Tuning Stochastic Gradient Algorithms for Statistical Inference via Large-Sample Asymptotics

TL;DR

This paper develops a theoretical framework for tuning stochastic gradient algorithms using large-sample asymptotics, demonstrating robustness and guiding principles for practical tuning in statistical inference tasks.

Contribution

It introduces a joint step-size and sample-size scaling limit analysis, providing a theoretical basis for tuning SGAs and establishing their asymptotic covariance properties.

Findings

Iterate averaging with fixed large step size is robust to tuning.

Asymptotic covariance is proportional to MLE sampling distribution.

Numerical experiments confirm theoretical predictions.

Abstract

The tuning of stochastic gradient algorithms (SGAs) for optimization and sampling is often based on heuristics and trial-and-error rather than generalizable theory.
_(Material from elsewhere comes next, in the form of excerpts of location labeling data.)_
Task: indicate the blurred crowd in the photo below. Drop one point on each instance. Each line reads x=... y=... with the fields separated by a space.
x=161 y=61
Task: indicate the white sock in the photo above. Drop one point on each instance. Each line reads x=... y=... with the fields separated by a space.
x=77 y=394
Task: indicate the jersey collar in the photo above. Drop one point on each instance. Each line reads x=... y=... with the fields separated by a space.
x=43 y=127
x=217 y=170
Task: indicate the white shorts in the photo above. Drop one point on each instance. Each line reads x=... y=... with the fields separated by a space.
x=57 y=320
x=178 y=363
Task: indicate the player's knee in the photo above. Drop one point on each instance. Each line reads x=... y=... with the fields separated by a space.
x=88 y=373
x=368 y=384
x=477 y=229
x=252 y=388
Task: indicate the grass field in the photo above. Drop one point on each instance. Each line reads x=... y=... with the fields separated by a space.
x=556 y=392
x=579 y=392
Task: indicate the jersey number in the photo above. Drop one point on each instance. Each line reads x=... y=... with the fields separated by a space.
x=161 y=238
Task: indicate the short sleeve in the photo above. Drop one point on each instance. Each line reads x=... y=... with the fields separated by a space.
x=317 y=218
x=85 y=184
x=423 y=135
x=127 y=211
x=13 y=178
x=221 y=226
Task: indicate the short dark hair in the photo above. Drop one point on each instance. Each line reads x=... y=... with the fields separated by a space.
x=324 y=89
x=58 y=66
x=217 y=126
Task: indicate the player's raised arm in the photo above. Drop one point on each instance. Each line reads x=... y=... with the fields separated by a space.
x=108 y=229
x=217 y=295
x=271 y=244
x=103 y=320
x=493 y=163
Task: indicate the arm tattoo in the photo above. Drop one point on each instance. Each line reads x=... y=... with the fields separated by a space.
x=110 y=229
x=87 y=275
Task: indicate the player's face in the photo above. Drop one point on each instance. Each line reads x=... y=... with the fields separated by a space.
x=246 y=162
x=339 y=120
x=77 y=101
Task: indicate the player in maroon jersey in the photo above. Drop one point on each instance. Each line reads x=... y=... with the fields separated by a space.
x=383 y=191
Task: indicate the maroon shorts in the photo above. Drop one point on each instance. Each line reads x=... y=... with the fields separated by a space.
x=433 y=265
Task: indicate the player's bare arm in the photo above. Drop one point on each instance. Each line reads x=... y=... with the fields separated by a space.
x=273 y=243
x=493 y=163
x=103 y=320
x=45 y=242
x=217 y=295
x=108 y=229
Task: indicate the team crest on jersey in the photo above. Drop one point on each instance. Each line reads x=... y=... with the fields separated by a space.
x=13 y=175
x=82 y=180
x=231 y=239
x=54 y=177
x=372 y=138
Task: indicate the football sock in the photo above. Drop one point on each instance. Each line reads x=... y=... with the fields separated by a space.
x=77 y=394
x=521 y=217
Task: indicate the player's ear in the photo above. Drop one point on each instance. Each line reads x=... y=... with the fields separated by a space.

We address this theory--practice gap by characterizing the large-sample statistical asymptotics of SGAs via a joint step-size--sample-size scaling limit. We show that iterate averaging with a large fixed step size is robust to the choice of tuning parameters and asymptotically has covariance proportional to that of the MLE sampling distribution. We also prove a Bernstein--von Mises-like theorem to guide tuning, including for generalized posteriors that are robust to model misspecification. Numerical experiments validate our results and recommendations in realistic finite-sample regimes. Our work lays the foundation for a systematic analysis of other stochastic gradient Markov chain Monte Carlo algorithms for a wide range of models.